Contextual question:
- What describes places where people wait on lines?
Some hypotheses:
- Longer lines in cities, densely populated areas
- Longer lines in states with close elections
- Longer lines in states without vote-by-mail
- More deliveries in democratic-leaning locations (Pizza to the polls network)
- Influence of vote suppression, voter ID laws
Deep exploration of the data is helpful in refining hypotheses.
We expect these effects to be non-uniform effects – complex models.
As of January 30, 2018, Colorado, Oregon, and Washington conducted all elections using a vote-by-mail system (via ballotpedia).
# NOT the elections package on cran - https://github.com/MEDSL/elections/blob/master/README.md
# make sure devtools is updated
# if (!require('devtools', quietly = TRUE)) install.packages('devtools')
# devtools::install_github('MEDSL/elections')
# The package makes available the following datasets:
# presidential_precincts_2016
# senate_precincts_2016
# house_precincts_2016
# state_precincts_2016
# local_precincts_2016
library(elections)
# Show percent dem by state for 2016 presidential election:
data("presidential_precincts_2016"); head(presidential_precincts_2016)
pres_by_state_returns_2016 = presidential_precincts_2016 %>%
group_by(state_postal, party) %>%
summarize(party_votes = sum(votes))
state_2party = left_join(pres_by_state_returns_2016 %>% filter(grepl(party, pattern="[D|d]emocrat")),
pres_by_state_returns_2016 %>% filter(grepl(party, pattern="[R|r]epublican")), by = "state_postal")
state_2party = state_2party %>%
group_by(state_postal) %>%
summarize(votes.dem = sum(party_votes.x), votes.rep = sum(party_votes.y))
us.state.dem = left_join(us.state, state_2party, by = c("state_abbr" = "state_postal")) %>%
mutate(percent_dem = votes.dem/(votes.dem + votes.rep))
plot3 = ggplot(data = pizza.grouped, aes(x = lon, y = lat, size = Pizzas_delivered)) +
ylim(24,75) + xlim(-175, -67) +
geom_sf(data = us.state.dem, aes(fill = percent_dem), inherit.aes = FALSE) +
scale_fill_gradient(low = "white", high = "black", limits = c(0,1)) +
geom_point(color = "red", alpha = .5) +
ggtitle("Delivery locations (By unique polling places -- some overlap)")
plot3
# Show percent dem by congressional district for 2016 presidential election:
data("house_precincts_2016"); head(house_precincts_2016)
head(us_congressional())
# lm ----
#polling places listed by state
View(pizza.grouped %>% group_by(state) %>% summarize(n()))
View(filter(pizza.grouped, Status == "Delivered") %>% group_by(state) %>% summarize(n()))
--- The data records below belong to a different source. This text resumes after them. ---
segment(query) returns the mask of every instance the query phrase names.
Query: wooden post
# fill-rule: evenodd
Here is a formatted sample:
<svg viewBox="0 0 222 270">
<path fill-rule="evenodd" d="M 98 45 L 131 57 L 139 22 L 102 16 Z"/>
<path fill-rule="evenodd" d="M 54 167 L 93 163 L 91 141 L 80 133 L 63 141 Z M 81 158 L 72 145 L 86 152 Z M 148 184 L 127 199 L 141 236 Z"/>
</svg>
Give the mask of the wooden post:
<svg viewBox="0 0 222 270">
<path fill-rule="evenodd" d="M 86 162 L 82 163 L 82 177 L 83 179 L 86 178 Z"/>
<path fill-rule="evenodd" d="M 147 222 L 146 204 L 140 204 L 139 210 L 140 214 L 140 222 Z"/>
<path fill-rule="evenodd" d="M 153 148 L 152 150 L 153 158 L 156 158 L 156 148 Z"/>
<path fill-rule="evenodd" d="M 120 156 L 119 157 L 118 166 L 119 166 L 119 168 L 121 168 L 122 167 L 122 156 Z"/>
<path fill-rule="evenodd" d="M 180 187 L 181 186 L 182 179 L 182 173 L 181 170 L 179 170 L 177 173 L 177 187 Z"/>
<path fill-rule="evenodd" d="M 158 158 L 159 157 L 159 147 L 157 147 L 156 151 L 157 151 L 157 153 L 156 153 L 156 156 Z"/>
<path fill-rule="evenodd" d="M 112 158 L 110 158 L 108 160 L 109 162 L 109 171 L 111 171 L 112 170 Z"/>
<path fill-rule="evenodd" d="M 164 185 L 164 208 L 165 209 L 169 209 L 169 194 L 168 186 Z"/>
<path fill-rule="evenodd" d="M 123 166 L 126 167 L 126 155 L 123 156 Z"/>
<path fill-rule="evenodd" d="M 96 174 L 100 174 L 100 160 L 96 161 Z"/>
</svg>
View(filter(pizza.grouped, Status == "Delivered") %>% group_by(state) %>% summarize(sum(Pizzas_delivered)))
pizza.grouped.lm = left_join(pizza.grouped, us.state.dem[,c("state_abbr", "percent_dem")], by = c("state"= "state_abbr")) %>% ungroup() %>% filter(!is.na(percent_dem), Status == "Delivered")
lm1 = lm(Pizzas_delivered ~ percent_dem + state, data = pizza.grouped.lm)
summary(lm1)